Dr K Ullas Karanth, in a report for Centre for Wildlife Studies, said that the 21-days nationwide lockdown to contain the pandemic has triggered a surge in poaching. He added that the decline in patrol intensity and protection under the early instructions during lockdown has contributed to the surge in tiger hunting.
“Other social factors are also contributing to this surge. Unemployed rural workers, deprived of wages and sources of domestic animal protein, are once again turning to wild meat as was the case in the 1950s and 60s,” wrote the 72-year-old conservationist.
Referring to recent reports from Kodagu and Shivamogga in Karnataka, Dr Karanth said that forest official are facing movement constraints and courts are closed due to the lockdown which has emboldened a new wave of poachers.

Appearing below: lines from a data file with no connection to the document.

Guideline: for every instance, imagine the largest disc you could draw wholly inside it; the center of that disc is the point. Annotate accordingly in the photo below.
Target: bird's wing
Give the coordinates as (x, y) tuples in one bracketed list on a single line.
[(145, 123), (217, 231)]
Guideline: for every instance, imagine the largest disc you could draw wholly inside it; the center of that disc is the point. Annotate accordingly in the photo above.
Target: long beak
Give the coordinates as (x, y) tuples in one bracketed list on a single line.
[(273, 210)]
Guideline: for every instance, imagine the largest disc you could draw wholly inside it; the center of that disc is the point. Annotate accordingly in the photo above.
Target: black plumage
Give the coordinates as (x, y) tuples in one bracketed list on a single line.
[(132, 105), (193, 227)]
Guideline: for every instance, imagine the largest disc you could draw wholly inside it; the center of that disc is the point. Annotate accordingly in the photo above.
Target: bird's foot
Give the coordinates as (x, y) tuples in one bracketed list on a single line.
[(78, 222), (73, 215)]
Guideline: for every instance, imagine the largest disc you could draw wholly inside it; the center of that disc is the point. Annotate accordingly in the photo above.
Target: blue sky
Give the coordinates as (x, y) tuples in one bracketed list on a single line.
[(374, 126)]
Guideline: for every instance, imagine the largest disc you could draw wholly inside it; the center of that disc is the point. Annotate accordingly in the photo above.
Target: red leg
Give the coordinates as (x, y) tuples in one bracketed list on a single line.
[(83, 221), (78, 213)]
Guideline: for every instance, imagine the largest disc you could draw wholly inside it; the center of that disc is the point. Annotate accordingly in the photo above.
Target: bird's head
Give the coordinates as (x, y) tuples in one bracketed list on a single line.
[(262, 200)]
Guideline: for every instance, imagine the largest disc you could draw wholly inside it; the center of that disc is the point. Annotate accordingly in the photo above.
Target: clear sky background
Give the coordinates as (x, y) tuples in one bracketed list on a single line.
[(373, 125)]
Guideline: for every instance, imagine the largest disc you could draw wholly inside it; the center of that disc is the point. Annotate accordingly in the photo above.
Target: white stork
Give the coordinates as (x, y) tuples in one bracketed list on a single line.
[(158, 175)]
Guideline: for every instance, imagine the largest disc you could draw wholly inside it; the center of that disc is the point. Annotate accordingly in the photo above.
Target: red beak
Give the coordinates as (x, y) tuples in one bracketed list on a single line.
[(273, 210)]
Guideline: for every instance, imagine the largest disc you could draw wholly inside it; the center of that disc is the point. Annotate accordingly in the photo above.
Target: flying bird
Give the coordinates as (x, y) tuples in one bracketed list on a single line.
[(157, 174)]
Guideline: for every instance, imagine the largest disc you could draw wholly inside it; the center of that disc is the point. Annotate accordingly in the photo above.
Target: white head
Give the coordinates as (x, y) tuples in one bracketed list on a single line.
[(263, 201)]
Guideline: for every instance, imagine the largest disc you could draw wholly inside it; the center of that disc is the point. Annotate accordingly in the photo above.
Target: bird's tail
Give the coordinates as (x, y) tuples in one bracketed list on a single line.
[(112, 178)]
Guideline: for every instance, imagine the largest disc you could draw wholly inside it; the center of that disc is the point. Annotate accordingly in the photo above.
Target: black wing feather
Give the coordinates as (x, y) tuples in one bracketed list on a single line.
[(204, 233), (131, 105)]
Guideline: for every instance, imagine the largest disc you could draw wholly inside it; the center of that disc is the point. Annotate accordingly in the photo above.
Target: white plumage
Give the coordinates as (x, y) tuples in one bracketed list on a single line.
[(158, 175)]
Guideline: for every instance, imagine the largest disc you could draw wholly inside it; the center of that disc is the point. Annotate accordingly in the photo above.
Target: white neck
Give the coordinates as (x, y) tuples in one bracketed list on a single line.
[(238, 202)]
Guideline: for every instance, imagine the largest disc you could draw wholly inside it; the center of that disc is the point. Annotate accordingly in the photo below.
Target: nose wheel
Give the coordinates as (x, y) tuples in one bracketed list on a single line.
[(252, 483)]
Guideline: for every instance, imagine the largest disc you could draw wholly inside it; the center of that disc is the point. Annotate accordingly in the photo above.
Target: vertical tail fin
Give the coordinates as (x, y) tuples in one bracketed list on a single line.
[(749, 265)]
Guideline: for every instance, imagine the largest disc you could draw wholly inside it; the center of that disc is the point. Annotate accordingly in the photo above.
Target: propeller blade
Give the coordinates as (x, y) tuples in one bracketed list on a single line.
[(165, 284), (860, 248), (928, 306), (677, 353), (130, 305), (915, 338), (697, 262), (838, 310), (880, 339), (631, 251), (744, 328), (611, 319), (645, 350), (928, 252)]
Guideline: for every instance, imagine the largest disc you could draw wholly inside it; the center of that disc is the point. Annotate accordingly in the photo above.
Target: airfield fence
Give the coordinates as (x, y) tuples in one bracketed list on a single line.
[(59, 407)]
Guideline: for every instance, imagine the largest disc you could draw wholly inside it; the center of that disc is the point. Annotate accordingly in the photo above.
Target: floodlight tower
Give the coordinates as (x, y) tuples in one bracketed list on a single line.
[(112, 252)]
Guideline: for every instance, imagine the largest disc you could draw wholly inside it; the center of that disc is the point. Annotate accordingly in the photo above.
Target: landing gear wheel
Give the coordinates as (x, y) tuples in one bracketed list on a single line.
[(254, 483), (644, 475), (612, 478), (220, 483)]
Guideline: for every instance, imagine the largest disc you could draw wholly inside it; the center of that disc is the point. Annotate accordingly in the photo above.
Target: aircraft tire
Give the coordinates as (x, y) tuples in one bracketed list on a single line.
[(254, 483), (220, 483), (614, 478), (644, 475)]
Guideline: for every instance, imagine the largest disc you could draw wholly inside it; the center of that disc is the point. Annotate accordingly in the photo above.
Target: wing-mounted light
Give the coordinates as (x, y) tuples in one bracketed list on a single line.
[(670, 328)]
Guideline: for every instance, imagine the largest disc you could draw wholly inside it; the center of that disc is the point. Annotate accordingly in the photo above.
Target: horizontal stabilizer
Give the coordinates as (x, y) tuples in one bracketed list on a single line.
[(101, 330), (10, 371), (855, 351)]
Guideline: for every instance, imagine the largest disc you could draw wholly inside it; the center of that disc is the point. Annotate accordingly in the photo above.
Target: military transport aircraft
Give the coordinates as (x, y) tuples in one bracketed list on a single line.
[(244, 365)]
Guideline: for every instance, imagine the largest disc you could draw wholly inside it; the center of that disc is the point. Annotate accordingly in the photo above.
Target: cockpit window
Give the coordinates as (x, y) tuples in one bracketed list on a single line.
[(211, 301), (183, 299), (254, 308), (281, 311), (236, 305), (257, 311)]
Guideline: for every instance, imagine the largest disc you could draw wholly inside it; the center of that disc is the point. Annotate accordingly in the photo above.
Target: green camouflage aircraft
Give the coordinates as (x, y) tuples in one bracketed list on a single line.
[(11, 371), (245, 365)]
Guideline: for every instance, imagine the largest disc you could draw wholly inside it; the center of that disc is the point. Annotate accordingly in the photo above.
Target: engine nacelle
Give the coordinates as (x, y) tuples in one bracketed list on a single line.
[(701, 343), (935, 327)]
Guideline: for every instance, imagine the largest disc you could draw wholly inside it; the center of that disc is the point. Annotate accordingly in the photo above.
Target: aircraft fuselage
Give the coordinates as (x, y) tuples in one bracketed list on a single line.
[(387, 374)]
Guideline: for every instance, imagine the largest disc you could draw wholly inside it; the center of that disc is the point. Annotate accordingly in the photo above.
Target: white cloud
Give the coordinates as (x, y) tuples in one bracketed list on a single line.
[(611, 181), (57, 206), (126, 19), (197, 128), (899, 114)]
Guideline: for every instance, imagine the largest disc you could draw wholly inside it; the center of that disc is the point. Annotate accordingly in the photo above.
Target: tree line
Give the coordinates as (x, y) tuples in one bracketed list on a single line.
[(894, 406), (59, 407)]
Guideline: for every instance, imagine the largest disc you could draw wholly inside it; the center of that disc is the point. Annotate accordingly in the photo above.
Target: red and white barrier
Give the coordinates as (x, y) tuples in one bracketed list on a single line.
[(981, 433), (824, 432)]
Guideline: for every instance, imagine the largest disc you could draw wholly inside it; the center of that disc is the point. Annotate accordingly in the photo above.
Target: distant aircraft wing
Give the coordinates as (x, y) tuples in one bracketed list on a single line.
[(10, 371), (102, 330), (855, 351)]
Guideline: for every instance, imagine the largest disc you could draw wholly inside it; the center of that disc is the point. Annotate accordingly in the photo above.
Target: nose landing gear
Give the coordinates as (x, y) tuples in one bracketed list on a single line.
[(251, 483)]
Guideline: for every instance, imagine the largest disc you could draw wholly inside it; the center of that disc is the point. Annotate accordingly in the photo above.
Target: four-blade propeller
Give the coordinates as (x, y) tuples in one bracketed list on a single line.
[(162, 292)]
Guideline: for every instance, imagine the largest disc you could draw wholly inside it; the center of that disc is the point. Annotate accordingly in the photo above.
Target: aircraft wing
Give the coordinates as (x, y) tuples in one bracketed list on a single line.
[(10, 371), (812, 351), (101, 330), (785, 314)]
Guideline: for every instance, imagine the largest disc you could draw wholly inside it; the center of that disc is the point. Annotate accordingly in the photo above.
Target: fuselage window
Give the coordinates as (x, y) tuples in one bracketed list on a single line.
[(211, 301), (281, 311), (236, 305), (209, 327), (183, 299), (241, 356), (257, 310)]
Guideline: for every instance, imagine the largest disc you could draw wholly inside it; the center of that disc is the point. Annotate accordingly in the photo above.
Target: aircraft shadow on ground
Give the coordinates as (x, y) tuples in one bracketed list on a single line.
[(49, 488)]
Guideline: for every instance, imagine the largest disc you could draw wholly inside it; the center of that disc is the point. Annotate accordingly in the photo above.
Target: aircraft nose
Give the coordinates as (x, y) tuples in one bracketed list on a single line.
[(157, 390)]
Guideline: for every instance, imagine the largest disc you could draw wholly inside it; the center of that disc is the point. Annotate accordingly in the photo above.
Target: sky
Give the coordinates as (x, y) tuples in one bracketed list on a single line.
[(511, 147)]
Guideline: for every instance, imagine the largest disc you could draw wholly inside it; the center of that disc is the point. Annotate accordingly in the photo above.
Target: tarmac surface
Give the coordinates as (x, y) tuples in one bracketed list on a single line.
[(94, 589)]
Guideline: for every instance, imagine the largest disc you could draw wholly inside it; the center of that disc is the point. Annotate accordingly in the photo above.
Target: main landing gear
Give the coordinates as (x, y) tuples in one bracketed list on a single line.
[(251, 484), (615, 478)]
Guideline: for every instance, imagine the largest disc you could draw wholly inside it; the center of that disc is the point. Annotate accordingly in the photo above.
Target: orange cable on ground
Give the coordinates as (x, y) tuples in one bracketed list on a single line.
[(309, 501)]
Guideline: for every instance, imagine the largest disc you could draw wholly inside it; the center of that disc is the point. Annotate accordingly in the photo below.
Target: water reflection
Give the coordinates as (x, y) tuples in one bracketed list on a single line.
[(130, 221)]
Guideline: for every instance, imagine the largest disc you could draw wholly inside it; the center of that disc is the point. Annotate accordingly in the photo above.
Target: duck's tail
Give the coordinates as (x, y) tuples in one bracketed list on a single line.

He warned that the resurgence in poaching will be hard to control and prosecute once unleashed due to the other “social pressures” in play.
Dr Karanth, also a Padma Shri awardee, explained that the novel coronavirus threatening the tiger population is highly unlikely since many other more virulent infections like rabies and canine distemper have had practically no impact on the populace.
“I find the excessive focus and impractical instructions issued by higher officials have received far too much media attention compared to an emergent real threat to tigers as a consequence of the virus-related lockdown,” opined the conservationist.
According to the official figures, India has reported 114 deaths owing to COVID-19 while 3,981 cases of the infectious disease are still active. As per sources, the central government is mulling to extend the lockdown which could further jeopardise the lives of tigers if authorities don’t take the required action to stop poaching.